E nessuno, men che meno agli scienziati autori dello studio, si è mai sognato di dire che visto che l’immunità naturale sembrava garantire una protezione migliore rispetto a quelle indotta dal vaccino allora era meglio non vaccinare le persone e lasciarle infettare dal virus.
Difatti, la rivista Science aveva pubblicato un editoriale dal titolo “Avere il Sars-CoV-2 conferisce un’immunità molto maggiore rispetto al vaccino- ma la vaccinazione rimane vitale.” Michel Nussenzweig, illustre virologo della Rockfeller University, spiegava: «Non vogliamo che la gente dica: Bene, allora adesso esco e mi prendo l’infezione, oppure organizzo un bel party di infetti, perché qualcuno potrebbe morire».
Invece, il dottor Serravalle e i suoi colleghi scrivono che «la vaccinazione dei soggetti non vaccinati guariti dal Covid può essere non indicata», una pericolosa fandonia, e stranamente dimenticano di citare questo editoriale di Science e mille altri studi che sostengono l’opposto.
Come lo studio effettuato dallo stesso gruppo di scienziati israeliani guidati dal professor Patalon, uscito a maggio 2022 e intitolato «L’incidenza della reinfezione da Sars-CoV-2 in persone con immunità naturalmente acquisita con e senza una successiva dose di vaccino», che dimostra che chi ha preso il Covid e poi si è vaccinato ha una immunità molto maggiore e più sicura rispetto a chi ha avuto il Covid ma poi non si è vaccinato.
Adesso, poi, con i richiami e l’arrivo di Omicron, le cose si sono addirittura capovolte: centinaia di studi dimostrano che chi è vaccinato e ha fatto il booster possiede una protezione molto maggiore, più duratura e soprattutto più sicura rispetto a chi ha avuto un’infezione naturale o peggio ancora non è vaccinato.
Impact factor
Punto cinque. Scrivono Serravalle e colleghi: «La rivista Journal of Clinical Medicine è di prima fascia e una delle riviste mediche a più alto impatto al mondo». E’ falso. Lasciamo parlare i numeri: Lancet ha un Impact factor di 202,721, il Journal of Clinical Medicine ha un impact factor risibile, pari a 5.

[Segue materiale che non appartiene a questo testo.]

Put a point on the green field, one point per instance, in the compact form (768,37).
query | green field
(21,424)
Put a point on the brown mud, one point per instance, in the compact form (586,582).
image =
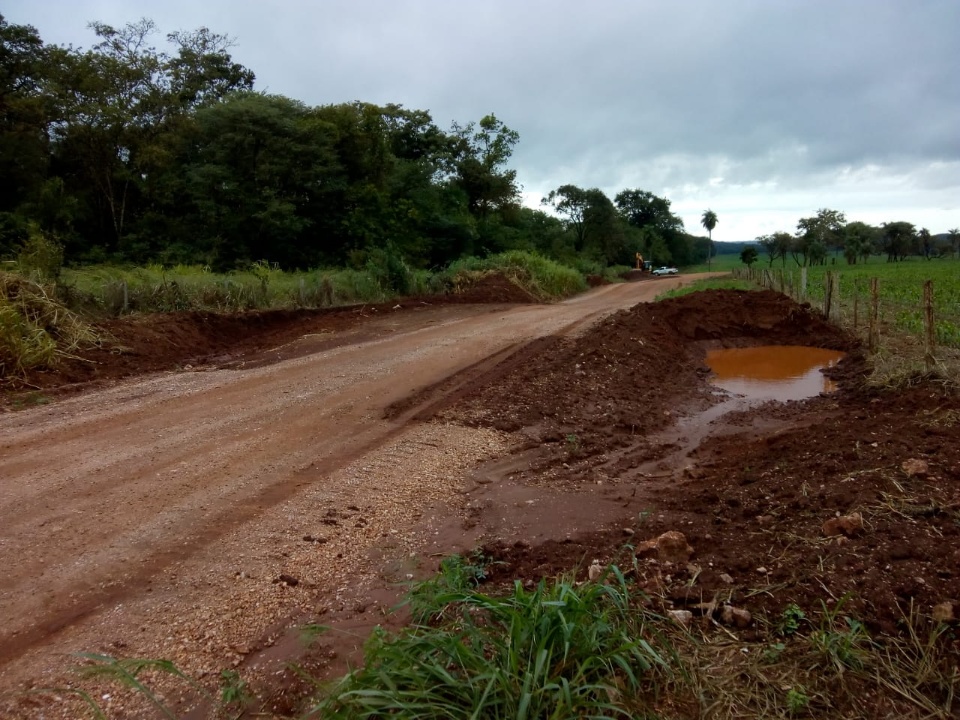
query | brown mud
(626,410)
(618,436)
(137,344)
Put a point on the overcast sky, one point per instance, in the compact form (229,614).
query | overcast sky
(761,110)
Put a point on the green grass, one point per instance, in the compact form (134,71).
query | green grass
(544,278)
(155,288)
(559,650)
(563,649)
(711,284)
(901,356)
(719,263)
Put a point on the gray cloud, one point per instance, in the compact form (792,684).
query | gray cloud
(789,102)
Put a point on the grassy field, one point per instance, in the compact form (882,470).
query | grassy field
(45,310)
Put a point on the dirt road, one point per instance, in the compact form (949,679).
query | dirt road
(164,515)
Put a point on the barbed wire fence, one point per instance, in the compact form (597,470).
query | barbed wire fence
(904,328)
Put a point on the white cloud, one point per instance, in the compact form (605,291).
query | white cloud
(763,111)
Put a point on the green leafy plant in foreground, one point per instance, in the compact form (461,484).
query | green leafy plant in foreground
(555,651)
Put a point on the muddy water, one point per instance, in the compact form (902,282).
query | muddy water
(773,372)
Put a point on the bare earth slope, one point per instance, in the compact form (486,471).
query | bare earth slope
(189,515)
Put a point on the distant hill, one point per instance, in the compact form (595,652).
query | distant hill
(732,248)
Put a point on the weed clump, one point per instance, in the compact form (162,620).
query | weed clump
(35,329)
(556,650)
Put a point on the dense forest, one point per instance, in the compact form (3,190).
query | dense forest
(126,153)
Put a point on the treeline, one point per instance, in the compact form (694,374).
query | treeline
(828,231)
(126,153)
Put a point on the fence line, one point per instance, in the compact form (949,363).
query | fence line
(912,330)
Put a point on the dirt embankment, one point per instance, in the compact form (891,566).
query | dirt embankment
(755,491)
(614,438)
(137,344)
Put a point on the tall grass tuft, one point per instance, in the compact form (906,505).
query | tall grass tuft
(35,329)
(543,278)
(556,651)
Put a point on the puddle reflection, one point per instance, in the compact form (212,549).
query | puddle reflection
(773,372)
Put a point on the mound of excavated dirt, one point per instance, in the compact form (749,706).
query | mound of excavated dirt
(625,377)
(138,344)
(758,499)
(491,288)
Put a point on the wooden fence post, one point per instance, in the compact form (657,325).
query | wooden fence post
(834,297)
(827,295)
(930,336)
(873,338)
(856,304)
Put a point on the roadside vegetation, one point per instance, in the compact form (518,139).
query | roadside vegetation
(601,649)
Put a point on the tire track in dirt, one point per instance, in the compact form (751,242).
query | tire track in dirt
(101,493)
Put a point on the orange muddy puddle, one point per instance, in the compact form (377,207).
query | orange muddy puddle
(773,372)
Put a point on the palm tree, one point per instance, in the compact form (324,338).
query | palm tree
(709,221)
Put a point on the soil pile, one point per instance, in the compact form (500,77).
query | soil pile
(138,344)
(759,499)
(625,377)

Punto sei. Scrivono gli autori: «il processo di revisione è stato rigoroso». E’ falso. Il loro articolo è stato ricevuto dalla rivista il 25 settembre 2022 ed è stato accettato il 20 ottobre, in solo tre settimane, un tempo ridicolmente breve.

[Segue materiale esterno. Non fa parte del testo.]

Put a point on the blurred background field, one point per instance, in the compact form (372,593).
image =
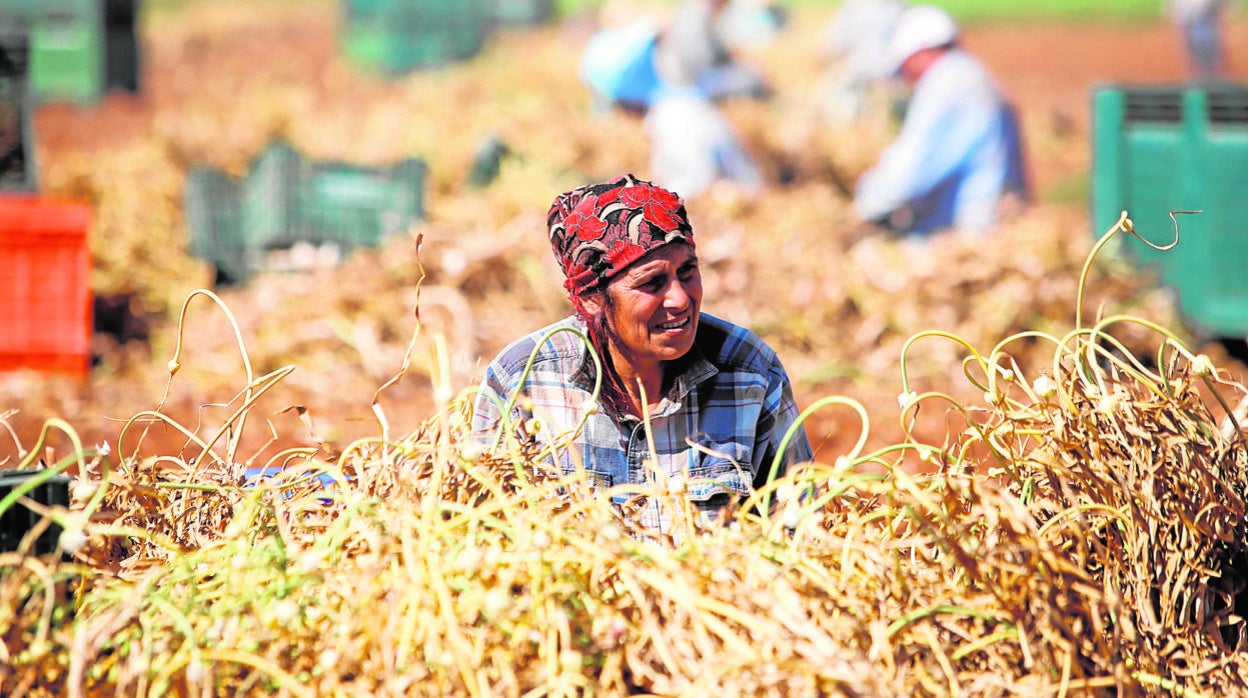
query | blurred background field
(221,80)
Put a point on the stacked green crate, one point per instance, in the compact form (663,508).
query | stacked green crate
(1158,150)
(66,46)
(396,36)
(358,206)
(518,13)
(214,216)
(270,215)
(286,200)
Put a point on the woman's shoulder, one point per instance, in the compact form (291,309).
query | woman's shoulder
(733,346)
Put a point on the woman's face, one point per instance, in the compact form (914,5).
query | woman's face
(654,305)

I tre referee, due dei quali sono anonimi e il terzo è quel Luis Del Carpio Orantes, medico internista dell’Ospedale di Veracruz esperto di Neuroscienze rurali, scrivono che il lavoro è perfetto così com’è, anche se è pieno di incongruenze ed errori.
Consigliano solo di migliorarne l’inglese, al che gli autori rispondono: «We ameliorated the English language in our paper. We let an English native speaker checking and correcting the document».

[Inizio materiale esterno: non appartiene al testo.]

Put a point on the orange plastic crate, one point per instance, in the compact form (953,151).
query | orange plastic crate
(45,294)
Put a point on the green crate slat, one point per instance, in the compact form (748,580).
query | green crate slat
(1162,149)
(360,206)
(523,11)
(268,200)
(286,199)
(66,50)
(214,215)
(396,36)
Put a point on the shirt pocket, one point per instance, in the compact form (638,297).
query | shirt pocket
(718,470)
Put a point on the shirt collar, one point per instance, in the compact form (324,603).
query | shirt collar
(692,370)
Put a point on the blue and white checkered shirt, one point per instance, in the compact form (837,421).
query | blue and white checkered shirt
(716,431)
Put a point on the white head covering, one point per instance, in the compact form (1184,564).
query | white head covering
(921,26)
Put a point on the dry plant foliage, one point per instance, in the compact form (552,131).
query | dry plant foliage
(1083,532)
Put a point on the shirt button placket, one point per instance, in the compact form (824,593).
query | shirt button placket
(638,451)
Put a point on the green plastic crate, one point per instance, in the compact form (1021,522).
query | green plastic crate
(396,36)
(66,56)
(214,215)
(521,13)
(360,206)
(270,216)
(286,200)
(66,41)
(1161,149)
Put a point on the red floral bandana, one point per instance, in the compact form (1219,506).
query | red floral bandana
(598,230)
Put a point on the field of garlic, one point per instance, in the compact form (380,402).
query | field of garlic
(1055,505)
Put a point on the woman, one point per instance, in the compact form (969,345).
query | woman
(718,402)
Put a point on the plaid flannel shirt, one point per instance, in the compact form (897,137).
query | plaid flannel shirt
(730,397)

Che paradossalmente è una frase piena di errori di inglese poiché "let” ha un altro significato e regge l’infinito e non il gerundio.
Punto sette. Gli autori scrivono: «Non conosciamo le decine e decine di articoli scientifici che provano che l’immunità indotto dal vaccino è più efficace e duratura di quella indotta dall’infezione del virus».
Purtroppo per loro, tutti ma proprio tutti gli articoli pubblicati sull’argomento dimostrano che l’immunità indotta dal vaccino è paragonabile o superiore per efficacia e durata, e soprattutto, è immensamente più sicura rispetto a quella indotta dall’infezione naturale.
Perché il Covid uccide 2 persone ogni 100, mentre di vaccino muore fortunatamente solo una persona ogni 10 milioni.